Fourth of July: This Land Is Your Land, Leaves of Grass

Today is the Fourth of July: US Independence Day. So here’s one of the most beautiful songs about America: This Land Is Your Land, by Woody Guthrie. Here it is sung by Pete Seeger and Bruce Springsteen.

I just discovered that the Fourth of July was also the day Walt Whitman published the first edition of Leaves of Grass in 1855. Recalling that, the Writer’s Almanac says:

The first edition consisted of 12 poems, and was published anonymously; Whitman set much of the type himself, and paid for its printing. Over his lifetime, he published eight more editions, adding poems each time; there were 122 new poems in the third edition alone (1860-61), and the final “death-bed edition,” published in 1891, contained almost 400 poems. The first edition received several glowing — and anonymous — reviews in New York newspapers. Most of them were written by Whitman himself. The praise was unstinting: “An American bard at last!” One legitimate mention by popular columnist Fanny Fern called the collection daring and fresh. Emerson felt it was “the most extraordinary piece of wit and wisdom America has yet contributed.” This wasn’t a universal opinion, however; many called it filth, and poet John Greenleaf Whittier threw his copy into the fire.

Leaves of Grass includes poems such as Song of Myself, I Sing the Body Electric and – tributes to Abraham Lincoln – O Captain! My Captain! and When Lilacs in the Dooryard Bloomed. Here is another poem from Leaves of Grass.

In Cabin’d Ships at Sea
By Walt Whitman

In cabin’d ships at sea,
The boundless blue on every side expanding, 
With whistling winds and music of the waves, the large imperious waves,
Or some lone bark buoy’d on the dense marine,
Where joyous full of faith, spreading white sails,
She cleaves the ether mid the sparkle and the foam of day,
or under many a star at night,
By sailors young and old haply will I, a reminiscence of the land, be read,
In full rapport at last.

Here are our thoughts, voyagers’ thoughts,
Here not the land, firm land, alone appears, may then by them be said,
The sky o’erarches here, we feel the undulating deck beneath our feet,
We feel the long pulsation, ebb and flow of endless motion,
The tones of unseen mystery, the vague and vast suggestions of the
briny world, the liquid-flowing syllables,
The perfume, the faint creaking of the cordage, the melancholy rhythm,
The boundless vista and the horizon far and dim are all here,
And this is ocean’s poem.

Then falter not O book, fulfil your destiny,
You not a reminiscence of the land alone,
You too as a lone bark cleaving the ether, purpos’d I know not
whither, yet ever full of faith,
Consort to every ship that sails, sail you!
Bear forth to them folded my love, (dear mariners, for you I fold it
here in every leaf;)
Speed on my book! spread your white sails my little bark athwart the
imperious waves,
Chant on, sail on, bear o’er the boundless blue from me to every sea,
This song for mariners and all their ships.

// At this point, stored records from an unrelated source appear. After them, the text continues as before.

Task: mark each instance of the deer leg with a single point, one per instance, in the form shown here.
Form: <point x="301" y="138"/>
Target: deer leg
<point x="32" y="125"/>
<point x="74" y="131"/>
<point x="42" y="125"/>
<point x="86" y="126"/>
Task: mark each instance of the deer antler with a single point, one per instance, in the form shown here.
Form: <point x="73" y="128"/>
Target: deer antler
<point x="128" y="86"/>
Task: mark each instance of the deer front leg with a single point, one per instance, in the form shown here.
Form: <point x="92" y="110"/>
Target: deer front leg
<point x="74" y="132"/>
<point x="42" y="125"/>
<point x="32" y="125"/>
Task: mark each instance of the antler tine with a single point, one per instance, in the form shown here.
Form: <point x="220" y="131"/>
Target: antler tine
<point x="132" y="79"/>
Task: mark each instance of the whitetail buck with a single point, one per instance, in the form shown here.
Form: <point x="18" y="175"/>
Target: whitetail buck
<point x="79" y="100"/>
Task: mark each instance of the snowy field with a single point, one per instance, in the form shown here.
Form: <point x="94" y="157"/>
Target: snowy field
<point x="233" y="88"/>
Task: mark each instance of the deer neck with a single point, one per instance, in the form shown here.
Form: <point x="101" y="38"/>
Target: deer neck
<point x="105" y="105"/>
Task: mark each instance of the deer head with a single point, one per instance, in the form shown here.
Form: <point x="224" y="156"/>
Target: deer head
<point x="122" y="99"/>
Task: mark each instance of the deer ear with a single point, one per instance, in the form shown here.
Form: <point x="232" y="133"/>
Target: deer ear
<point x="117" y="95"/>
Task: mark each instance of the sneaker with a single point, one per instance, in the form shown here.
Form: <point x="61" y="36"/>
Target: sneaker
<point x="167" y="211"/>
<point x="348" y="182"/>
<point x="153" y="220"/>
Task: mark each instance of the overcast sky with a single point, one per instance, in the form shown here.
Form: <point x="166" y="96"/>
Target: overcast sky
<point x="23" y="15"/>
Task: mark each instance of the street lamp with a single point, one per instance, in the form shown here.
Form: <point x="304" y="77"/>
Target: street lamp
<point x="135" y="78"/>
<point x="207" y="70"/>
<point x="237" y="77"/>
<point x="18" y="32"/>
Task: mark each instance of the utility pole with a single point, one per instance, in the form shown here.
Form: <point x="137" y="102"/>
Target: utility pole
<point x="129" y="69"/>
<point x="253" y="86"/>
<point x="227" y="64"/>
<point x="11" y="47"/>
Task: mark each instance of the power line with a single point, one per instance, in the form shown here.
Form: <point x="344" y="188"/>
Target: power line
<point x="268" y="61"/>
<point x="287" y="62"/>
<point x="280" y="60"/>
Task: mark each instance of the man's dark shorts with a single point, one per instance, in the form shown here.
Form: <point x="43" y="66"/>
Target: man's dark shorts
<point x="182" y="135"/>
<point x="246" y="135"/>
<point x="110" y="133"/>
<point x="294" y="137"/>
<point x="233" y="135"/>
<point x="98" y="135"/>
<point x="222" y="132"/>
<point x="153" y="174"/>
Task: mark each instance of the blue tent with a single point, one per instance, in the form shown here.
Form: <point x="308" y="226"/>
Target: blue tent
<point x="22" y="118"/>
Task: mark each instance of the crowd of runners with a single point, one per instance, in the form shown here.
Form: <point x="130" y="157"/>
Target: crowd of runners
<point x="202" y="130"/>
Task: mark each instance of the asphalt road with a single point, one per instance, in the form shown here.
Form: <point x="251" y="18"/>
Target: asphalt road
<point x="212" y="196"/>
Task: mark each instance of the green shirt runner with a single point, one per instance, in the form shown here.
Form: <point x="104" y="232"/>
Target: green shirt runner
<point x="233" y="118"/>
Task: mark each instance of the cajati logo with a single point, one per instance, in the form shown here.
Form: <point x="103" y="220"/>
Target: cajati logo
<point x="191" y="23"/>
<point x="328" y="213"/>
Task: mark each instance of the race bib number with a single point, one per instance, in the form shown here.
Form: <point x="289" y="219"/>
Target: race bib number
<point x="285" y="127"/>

I love the poem’s exuberance, the delight it takes in the boundless sea, and the last verse, where the book is compared to the ship ploughing through the waves. “Sail on,” the poet says, wanting his book to cross “every sea”, in other words, reach every land. He got his every wish: Leaves of Grass is still read today; Whitman achieved fame and immortality — an American poet who published his book of verse on the US Independence Day.